I found from the official documentation that we can use phrase queries to search for more than one word. So I wrote the following query builder method.
protected Query inputFilterBuilder() {
String[] searchableFields = getSearchableFields();
if(searchableFields.length == 0) {
return queryBuilder.phrase().onField("").sentence("").createQuery();
}
PhraseMatchingContext phraseMatchingContext = queryBuilder.phrase().onField(searchableFields[0]);
for(int i = 1; i < searchableFields.length; i++) {
phraseMatchingContext = phraseMatchingContext.andField(searchableFields[i]);
}
return phraseMatchingContext.sentence(searchRequest.getQuery()).createQuery();
}
This does not work for search using more than one word with a space in between. Then I added separate analyzers for indexing and querying as suggested, all of a sudden, it works.
Analyzers definitons:
@AnalyzerDef(name = "edgeNgram", tokenizer = @TokenizerDef(factory = WhitespaceTokenizerFactory.class),
filters = {
@TokenFilterDef(factory = ASCIIFoldingFilterFactory.class),
@TokenFilterDef(factory = LowerCaseFilterFactory.class),
@TokenFilterDef(factory = EdgeNGramFilterFactory.class,
params = {
@Parameter(name = "minGramSize", value = "1"),
@Parameter(name = "maxGramSize", value = "10")
})
})
@AnalyzerDef(name = "edgeNGram_query", tokenizer = @TokenizerDef(factory = WhitespaceTokenizerFactory.class),
filters = {
@TokenFilterDef(factory = ASCIIFoldingFilterFactory.class),
@TokenFilterDef(factory = LowerCaseFilterFactory.class)
})
Annotation for Deal name field:
@Field(store = Store.YES, analyzer = @Analyzer(definition = "edgeNgram"))

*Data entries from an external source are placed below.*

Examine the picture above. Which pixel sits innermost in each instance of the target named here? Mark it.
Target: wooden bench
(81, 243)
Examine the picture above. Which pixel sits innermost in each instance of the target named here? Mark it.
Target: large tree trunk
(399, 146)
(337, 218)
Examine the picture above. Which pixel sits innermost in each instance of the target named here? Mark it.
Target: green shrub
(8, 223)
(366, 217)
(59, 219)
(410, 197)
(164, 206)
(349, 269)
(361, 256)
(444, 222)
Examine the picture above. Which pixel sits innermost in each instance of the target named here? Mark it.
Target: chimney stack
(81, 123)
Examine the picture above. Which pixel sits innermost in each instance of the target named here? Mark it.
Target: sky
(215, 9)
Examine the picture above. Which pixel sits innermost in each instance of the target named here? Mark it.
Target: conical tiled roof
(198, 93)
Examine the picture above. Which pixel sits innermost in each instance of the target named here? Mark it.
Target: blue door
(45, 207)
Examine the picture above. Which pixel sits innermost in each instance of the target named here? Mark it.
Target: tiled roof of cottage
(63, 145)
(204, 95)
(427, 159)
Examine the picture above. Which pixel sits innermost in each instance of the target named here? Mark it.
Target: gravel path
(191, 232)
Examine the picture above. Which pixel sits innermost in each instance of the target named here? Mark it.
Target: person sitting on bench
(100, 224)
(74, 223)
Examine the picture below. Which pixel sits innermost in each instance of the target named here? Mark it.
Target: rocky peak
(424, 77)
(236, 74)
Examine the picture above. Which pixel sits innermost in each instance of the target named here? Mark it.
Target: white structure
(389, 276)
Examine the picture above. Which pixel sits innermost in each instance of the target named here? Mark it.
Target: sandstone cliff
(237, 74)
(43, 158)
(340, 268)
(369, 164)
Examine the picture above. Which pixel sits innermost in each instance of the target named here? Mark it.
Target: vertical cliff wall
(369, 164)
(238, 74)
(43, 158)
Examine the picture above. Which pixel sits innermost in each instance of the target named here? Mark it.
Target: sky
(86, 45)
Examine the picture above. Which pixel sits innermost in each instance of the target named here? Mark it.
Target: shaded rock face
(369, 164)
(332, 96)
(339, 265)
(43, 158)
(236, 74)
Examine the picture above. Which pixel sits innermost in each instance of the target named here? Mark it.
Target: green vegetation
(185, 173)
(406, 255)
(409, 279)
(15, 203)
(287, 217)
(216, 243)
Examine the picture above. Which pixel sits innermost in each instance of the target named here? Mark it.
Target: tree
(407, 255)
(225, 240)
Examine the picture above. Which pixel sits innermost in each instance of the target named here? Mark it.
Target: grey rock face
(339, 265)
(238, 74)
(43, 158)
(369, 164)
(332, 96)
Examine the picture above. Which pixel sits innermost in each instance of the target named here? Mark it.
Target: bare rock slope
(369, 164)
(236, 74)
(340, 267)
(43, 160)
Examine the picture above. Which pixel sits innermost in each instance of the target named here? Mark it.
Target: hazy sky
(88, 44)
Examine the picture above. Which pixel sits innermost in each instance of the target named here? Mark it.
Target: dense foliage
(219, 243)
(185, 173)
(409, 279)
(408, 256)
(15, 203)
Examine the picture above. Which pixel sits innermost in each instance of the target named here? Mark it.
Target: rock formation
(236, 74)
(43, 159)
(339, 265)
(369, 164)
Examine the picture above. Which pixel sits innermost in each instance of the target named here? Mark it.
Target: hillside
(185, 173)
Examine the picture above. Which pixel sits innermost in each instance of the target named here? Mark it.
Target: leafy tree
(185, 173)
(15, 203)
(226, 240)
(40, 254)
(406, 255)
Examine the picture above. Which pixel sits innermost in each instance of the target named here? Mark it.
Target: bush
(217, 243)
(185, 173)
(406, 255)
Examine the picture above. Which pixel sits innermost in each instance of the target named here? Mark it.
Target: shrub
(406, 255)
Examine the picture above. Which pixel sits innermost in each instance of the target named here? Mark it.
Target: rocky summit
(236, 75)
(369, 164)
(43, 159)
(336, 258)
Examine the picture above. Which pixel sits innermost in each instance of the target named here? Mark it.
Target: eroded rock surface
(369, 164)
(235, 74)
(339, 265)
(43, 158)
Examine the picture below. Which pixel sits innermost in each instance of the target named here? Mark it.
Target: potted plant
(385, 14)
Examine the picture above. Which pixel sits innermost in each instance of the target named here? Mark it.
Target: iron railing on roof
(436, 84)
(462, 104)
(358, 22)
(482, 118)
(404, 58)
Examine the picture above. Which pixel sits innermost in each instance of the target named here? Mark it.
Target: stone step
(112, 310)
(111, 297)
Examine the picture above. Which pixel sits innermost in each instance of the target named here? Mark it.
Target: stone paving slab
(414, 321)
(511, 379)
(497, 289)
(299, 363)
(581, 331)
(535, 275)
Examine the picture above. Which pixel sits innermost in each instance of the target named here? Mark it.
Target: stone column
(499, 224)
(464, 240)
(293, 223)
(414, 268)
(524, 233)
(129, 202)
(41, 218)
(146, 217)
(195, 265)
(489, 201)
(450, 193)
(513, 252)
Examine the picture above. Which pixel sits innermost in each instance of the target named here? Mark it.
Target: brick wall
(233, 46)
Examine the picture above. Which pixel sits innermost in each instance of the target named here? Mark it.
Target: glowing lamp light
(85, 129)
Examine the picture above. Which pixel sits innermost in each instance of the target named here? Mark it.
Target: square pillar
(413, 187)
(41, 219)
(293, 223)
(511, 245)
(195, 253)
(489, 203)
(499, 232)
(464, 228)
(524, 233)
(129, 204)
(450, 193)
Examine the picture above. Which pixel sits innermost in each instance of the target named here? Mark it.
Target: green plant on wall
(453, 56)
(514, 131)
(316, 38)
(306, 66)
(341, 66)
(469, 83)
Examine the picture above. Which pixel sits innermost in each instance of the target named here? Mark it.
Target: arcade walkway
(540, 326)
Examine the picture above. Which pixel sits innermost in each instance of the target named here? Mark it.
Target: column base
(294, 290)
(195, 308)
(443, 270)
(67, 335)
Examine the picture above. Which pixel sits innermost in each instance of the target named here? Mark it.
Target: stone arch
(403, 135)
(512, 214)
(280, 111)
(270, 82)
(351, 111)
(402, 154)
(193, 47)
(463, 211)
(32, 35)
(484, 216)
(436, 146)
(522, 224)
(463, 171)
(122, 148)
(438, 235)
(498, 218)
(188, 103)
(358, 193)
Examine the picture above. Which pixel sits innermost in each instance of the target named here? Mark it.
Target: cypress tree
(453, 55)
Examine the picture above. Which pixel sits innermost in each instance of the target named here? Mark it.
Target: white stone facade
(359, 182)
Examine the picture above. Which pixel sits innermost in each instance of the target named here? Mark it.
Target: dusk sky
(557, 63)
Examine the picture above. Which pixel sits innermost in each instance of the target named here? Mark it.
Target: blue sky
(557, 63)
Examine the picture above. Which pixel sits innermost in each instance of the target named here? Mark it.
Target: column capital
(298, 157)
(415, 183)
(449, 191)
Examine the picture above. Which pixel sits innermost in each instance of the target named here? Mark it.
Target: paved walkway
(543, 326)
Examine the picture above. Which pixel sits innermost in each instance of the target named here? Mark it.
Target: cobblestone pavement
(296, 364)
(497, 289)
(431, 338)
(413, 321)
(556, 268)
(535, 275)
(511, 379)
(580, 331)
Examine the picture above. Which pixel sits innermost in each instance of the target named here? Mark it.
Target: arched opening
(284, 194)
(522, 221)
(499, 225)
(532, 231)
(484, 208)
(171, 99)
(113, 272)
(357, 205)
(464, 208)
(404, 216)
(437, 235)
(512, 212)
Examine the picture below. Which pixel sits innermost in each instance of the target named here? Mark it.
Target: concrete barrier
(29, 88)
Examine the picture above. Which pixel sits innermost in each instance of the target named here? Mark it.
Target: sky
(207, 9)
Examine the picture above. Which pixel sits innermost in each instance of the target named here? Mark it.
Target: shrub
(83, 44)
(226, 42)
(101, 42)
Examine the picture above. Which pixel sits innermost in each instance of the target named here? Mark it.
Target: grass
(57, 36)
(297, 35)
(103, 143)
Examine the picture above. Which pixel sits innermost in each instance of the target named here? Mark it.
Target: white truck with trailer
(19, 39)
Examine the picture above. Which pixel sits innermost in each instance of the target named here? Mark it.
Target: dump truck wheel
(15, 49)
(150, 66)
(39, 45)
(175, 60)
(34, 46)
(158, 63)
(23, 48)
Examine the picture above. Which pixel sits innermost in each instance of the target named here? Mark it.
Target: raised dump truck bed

@Field(name = "edgeNGram_query", store = Store.YES, analyzer = @Analyzer(definition = "edgeNGram_query"))
@Field(name = "name_Sort", store = Store.YES, normalizer= @Normalizer(definition="lowercase"))
@SortableField(forField = "name_Sort")
@Column(name = "NAME")
private String name = "New Deal";
Code that override name field's analyzer to use the query analyzer
String[] searchableFields = getSearchableFields();
if(searchableFields.length > 0) {
EntityContext entityContext = fullTextEntityManager.getSearchFactory()
.buildQueryBuilder().forEntity(this.getClass().getAnnotation(SearchType.class).clazz()).overridesForField(searchableFields[0], "edgeNGram_query");
for(int i = 1; i < searchableFields.length; i++) {
entityContext.overridesForField(searchableFields[i], "edgeNGram_query");
}
queryBuilder = entityContext.get();
}
Follow up question Why does the above tweak actually works?